- September 12, 2019
In spite of a long history of foreign invasion, two decades of civil war, the 34-day July War, and being a constant target for ISIS suicide bombings, Lebanon offers some of the most scenic spots for nightlife and clubbing. A country, roughly two-thirds the size of the state of Connecticut, has housed eighteen different religious sectors and 1.5 million refugees, the highest number of refugees per capita in the world. But nothing could ever disturb the club scene in Lebanon. Weary of conflict emerging from the chaos, people are committed to keeping their tumultuous country alive and cheerful.
Lebanese are cordial and ready to party. A casual night out with some classmates led to a meeting with my first Lebanese friends in Beirut and ended up with my first stop to a summer waterfront club for their birthday celebration. AHM is a recent addition to the rest of the dance pantheons, adorning the coast of the Mediterranean. Depending on your music taste and the vibe you fancy, there is a range of options for indoor, rooftop, by the deck, and in the mountains clubbing. I learned with my Lebanese friends that, once inside the club and dancing together, war, corruption, and crippled economy are miles away and matters for the next morning.
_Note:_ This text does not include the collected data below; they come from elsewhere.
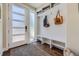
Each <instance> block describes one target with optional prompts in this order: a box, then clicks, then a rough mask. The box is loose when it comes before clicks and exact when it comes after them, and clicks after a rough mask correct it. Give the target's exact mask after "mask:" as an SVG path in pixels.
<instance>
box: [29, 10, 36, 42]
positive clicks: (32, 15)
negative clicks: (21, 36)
mask: <svg viewBox="0 0 79 59" xmlns="http://www.w3.org/2000/svg"><path fill="white" fill-rule="evenodd" d="M34 41H35V12H33V11H30V43H32V42H34Z"/></svg>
Lebanon is an amalgam of diverse cultures and religions. One thing; however, is certainly missing. In most districts in Lebanon, there is no sign of the LGBTQ community. While hosting the first Pride event in May 2017 and awaiting its third edition in the coming Autumn, Lebanon is still processing. Article 534 of the Lebanese Penal Code prohibits sexual activity that “contradicts the laws of nature” which makes LGBTQ people prefer not to be disclosed and avoid public displays of affection. But inside the clubs, it is a different world. Compared to the rest of the Arab world, Beirut has the best gay scene in the region. POSH, one of the largest gay clubs in the Middle East, among many others has become the sanctuary, albeit quite underground, for this marginalized community. The cooperation between some clubs and activist academics contributes to a safe environment for the openly LGBTQ person’s disclosure of their identities. STATION, an alternative art space and club has lent its mic to LGBTQ people to step on the stage and publicly “come out” and share their stories. Some brave, some sad, some funny.
In recent years some clubs have become hubs for young liberal democrat Lebanese. In the daytime, some big name clubs host election campaigns and turn into stages for political debates, encouraging sustained demonstrations by offering free cocktails to those who have participated before. They get involved with humanitarian movements and become centres to gather help and supplies for the refugees. Inside the clubs, whether your dance steps touch the Mediterranean seawater or the breeze of the Mount Lebanon plays with you hair, everyone leaves their ideological and sectarian differences at the door.
Clubs in Lebanon render people’s lives with the joy and livelihood that is missing in many ways in their daily life. Clubbing in Lebanon is a lifestyle that gives Lebanese something to push forward and keep the front for Human rights, LGBTQ rights, gender equality, and free speech. My seven-week journey in Lebanon proved to me that Lebanese inhabitants can not be more pleased and proud with bringing the “Joie de Vivre” spirit into reality.